Ending A Climate of Apathy

By David Simms, Senior Contributor
The Global Institute for Cyber Safety and Standards

It is known that people holding high positions in organisations such as Twitter, Facebook, and Google are less likely to have firsthand knowledge of what it is like to be harassed online. This establishes a climate of apathy by these individuals when it comes to making progress in resolving the issue. When one experiences something firsthand it inevitably impacts their perspective driving how and how often they are inclined to think about it.

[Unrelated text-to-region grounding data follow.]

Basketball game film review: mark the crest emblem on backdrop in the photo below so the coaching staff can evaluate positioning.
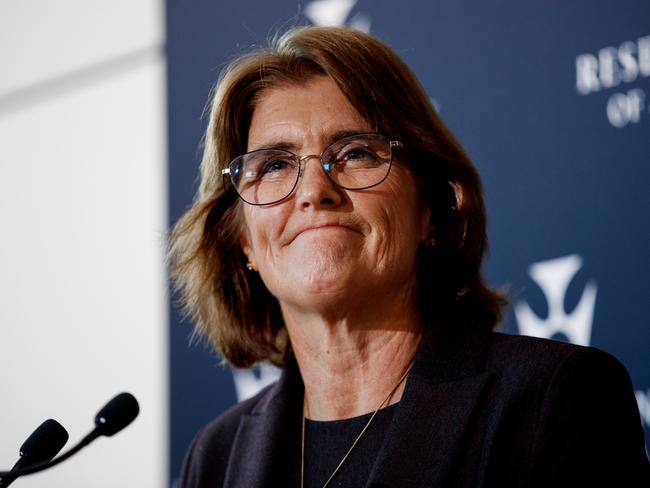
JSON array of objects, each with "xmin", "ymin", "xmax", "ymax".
[
  {"xmin": 514, "ymin": 254, "xmax": 597, "ymax": 346},
  {"xmin": 304, "ymin": 0, "xmax": 371, "ymax": 31},
  {"xmin": 232, "ymin": 364, "xmax": 281, "ymax": 402}
]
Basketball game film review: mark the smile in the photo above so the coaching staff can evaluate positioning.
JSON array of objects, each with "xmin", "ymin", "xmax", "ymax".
[{"xmin": 294, "ymin": 224, "xmax": 359, "ymax": 241}]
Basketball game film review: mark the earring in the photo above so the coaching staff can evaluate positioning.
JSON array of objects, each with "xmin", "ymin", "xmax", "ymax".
[
  {"xmin": 426, "ymin": 237, "xmax": 436, "ymax": 248},
  {"xmin": 246, "ymin": 262, "xmax": 256, "ymax": 271}
]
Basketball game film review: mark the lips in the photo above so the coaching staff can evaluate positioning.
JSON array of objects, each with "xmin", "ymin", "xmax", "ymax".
[{"xmin": 291, "ymin": 223, "xmax": 360, "ymax": 243}]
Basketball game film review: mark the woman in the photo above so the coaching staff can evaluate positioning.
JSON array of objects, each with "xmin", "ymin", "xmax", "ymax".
[{"xmin": 170, "ymin": 27, "xmax": 649, "ymax": 487}]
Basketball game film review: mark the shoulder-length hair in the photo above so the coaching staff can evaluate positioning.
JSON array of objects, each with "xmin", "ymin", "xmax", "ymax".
[{"xmin": 169, "ymin": 26, "xmax": 506, "ymax": 368}]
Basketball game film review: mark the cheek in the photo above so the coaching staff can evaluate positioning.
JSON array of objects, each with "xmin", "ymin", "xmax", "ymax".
[
  {"xmin": 364, "ymin": 201, "xmax": 410, "ymax": 267},
  {"xmin": 371, "ymin": 188, "xmax": 426, "ymax": 269},
  {"xmin": 241, "ymin": 207, "xmax": 286, "ymax": 263}
]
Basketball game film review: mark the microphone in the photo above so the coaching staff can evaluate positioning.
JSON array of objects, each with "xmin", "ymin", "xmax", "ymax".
[
  {"xmin": 94, "ymin": 392, "xmax": 140, "ymax": 437},
  {"xmin": 0, "ymin": 392, "xmax": 139, "ymax": 480},
  {"xmin": 0, "ymin": 419, "xmax": 69, "ymax": 487}
]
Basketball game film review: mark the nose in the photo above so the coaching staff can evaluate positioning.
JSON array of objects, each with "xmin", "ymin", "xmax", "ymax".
[{"xmin": 295, "ymin": 155, "xmax": 343, "ymax": 209}]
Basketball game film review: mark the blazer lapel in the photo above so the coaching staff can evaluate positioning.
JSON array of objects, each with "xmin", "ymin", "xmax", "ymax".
[
  {"xmin": 367, "ymin": 371, "xmax": 493, "ymax": 487},
  {"xmin": 223, "ymin": 414, "xmax": 283, "ymax": 487},
  {"xmin": 367, "ymin": 316, "xmax": 494, "ymax": 488},
  {"xmin": 223, "ymin": 359, "xmax": 303, "ymax": 488}
]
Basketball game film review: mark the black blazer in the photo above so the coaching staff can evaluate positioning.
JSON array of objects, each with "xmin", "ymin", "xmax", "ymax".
[{"xmin": 179, "ymin": 318, "xmax": 650, "ymax": 487}]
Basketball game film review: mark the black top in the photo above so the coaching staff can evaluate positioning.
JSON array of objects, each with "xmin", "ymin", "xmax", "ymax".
[{"xmin": 303, "ymin": 403, "xmax": 399, "ymax": 488}]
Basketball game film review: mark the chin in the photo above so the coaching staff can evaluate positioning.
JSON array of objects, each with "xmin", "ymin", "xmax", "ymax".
[
  {"xmin": 285, "ymin": 261, "xmax": 358, "ymax": 300},
  {"xmin": 302, "ymin": 265, "xmax": 354, "ymax": 292}
]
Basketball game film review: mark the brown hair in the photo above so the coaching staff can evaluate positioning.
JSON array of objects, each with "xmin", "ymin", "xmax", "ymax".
[{"xmin": 168, "ymin": 26, "xmax": 506, "ymax": 368}]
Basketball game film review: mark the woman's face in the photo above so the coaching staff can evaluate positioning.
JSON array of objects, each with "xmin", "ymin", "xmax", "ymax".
[{"xmin": 239, "ymin": 76, "xmax": 431, "ymax": 316}]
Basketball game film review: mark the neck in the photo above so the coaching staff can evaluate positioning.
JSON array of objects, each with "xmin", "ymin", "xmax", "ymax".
[{"xmin": 282, "ymin": 289, "xmax": 423, "ymax": 421}]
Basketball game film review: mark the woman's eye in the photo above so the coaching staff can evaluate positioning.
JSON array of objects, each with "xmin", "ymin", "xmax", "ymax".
[
  {"xmin": 345, "ymin": 150, "xmax": 370, "ymax": 160},
  {"xmin": 341, "ymin": 146, "xmax": 373, "ymax": 161},
  {"xmin": 261, "ymin": 159, "xmax": 289, "ymax": 174}
]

For instance, the legal director at Scribd, Jason Bentley, changed his views about online harassment after someone he had banned from the platform decided to target his personal life.  The harasser made claims on sites such as Scribd, Craigslist, and Ripoff Report, that Bentley was guilty of raping his own daughter. The obvious result was Bently’s name therefore becoming prominently associated with these claims on Google’s search engine. He took action and pursued the individuals responsible with legal action. He commented in an interview about the ordeal and committed that he will do everything in his power to stop these online abuses against others as well in going forward. However, obviously there are far more people not in positions of power and who cannot afford legal recourse, yet suffer the same. Unfortunately, they become part of the ever growing population that has no way of escaping from their aggressors. One sure way to see positive change occur is for those at the helm of the social media to be subjected to the same relentless obscene nature of what is occurring in their own platforms. Certainly I do not intend to convey I would wish it upon them, rather to make the point that I do believe the destructive consequences of internet abuse and harassment would come to an end quite quickly.